Officials in the Netherlands are actively targeting expats to check that they have private medical insurance, it is claimed.
It is one of the few European Union countries where it is compulsory for all residents to buy private health insurance from an authorised local provider and the Dutch health authorities control price and cover.
But there is still widespread confusion over exemptions. For example, in some instances expats who have an international private medical insurance policy can be exempt.
Unlike some countries, the Dutch are more active when it comes to checking and anyone without cover can be subject to a twice a year spot fine of €350.
Jelf Employee Benefits is warning that expats are being increasingly targeted for official international private medical insurance (PMI) and said there has been a marked increase in on the spot fines in Holland for those without adequate cover.

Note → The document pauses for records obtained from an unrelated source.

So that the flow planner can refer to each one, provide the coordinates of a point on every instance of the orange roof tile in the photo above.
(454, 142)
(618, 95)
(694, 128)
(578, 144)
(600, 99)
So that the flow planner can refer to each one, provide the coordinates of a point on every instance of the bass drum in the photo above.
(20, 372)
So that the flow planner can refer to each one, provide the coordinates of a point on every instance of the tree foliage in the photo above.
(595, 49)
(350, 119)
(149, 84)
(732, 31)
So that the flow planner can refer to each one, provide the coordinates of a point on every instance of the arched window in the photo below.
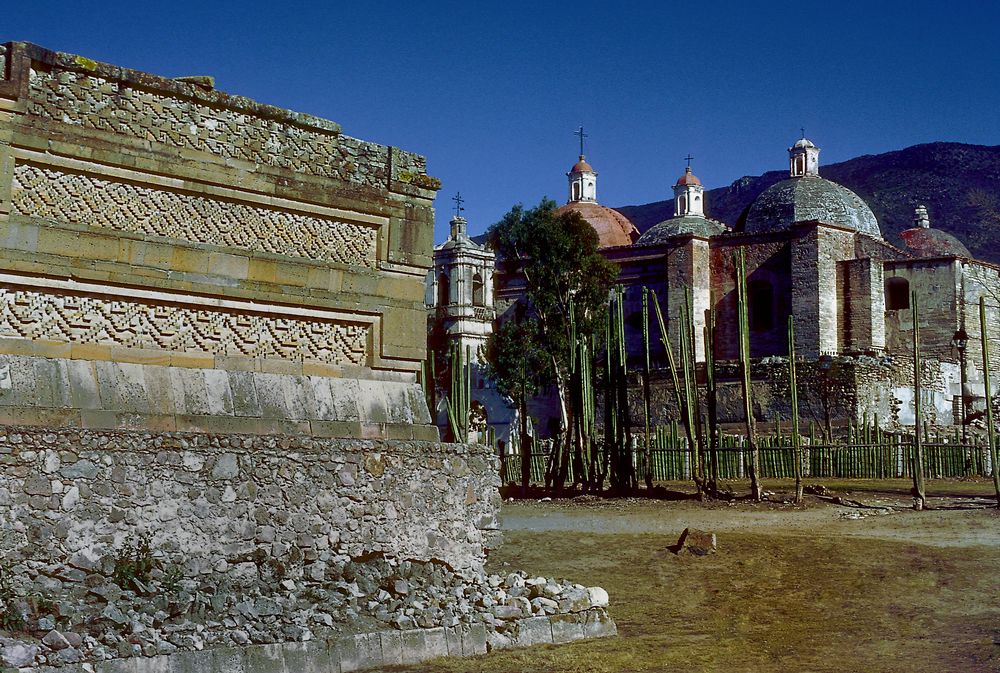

The local private health cover must from a provider that is fully recognised by the Dutch health authorities. If the cover is unlicensed or unregulated, the individual is liable for a fine.
‘Expats and foreign nationals are particularly targeted by the authorities, and we are urging employers and individuals to take note of this enforcement,’ said Jelf Employee Benefits international healthcare director Sarah Dennis.
‘International healthcare has a completely different set of rules from the UK and this is a further reason why employers must seek advice from an expert. It is much better practice to get the insurance right first time,’ she explained.
Also Dutch health cover will provide local protection, but will not pay for repatriation back to the UK or treatment in the UK.
‘It is much better practice to get the insurance right first time, and specialists in international health cover can advise on specific anomalies for each country,’ added Dennis.
A basic health package costs around €100 a month and covers general medical care including medical specialists, hospital care and GP appointments as well ad dentists for under 18 year olds, prescriptions, ambulance services, pre and post natal care and midwifery. Extra cover is needed for things like extensive dental care and physiotherapy.
Dutch insurance companies are obliged by law to offer the basic package. They cannot deny cover because of gender, age or health reasons. You are not allowed to change your health insurance provider more than once a year.